DiffArray Performance

Alastair Reid alastair at reid-consulting-uk.ltd.uk
Mon Oct 27 16:17:05 EST 2003


> [Binary tree] seems to be taking about 4.8 seconds (of 5.1 seconds total
> program execution time) for the input I'm using. I thought using
> DiffArrays might be faster, but no such luck. Execution time rose
> to 9.5 *minutes*.
>
> Is this what I should expect to see?

You don't mention _how_ you use diffarrays so I'll guess you're keeping the 
array in ascending order, finding the insertion point by binary search and 
inserting by copying bigger elements one place to the right.

Using binary trees (the code you copied), the cost of N insertions will be O(N 
* log N) assuming the input is in random order.
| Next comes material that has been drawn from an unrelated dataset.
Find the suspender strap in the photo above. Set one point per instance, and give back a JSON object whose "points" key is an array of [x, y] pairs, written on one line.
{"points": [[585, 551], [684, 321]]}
Using 'true' arrays (all operations constant time), the cost of copying values 
will dominate and inserting N elements will take O(N^2) time.  So, even in 
ideal circumstances, I'd expect it to be much slower for large N.

I think DiffArrays where most elements have been assigned to more than once 
have constant time update but linear time lookup.  So the total cost of 
moving the elements when you insert is still O(N^2) but finding where to 
insert will cost something closer to O(N * N * log N) since the cost of a 
single binary search will be O(N * log N).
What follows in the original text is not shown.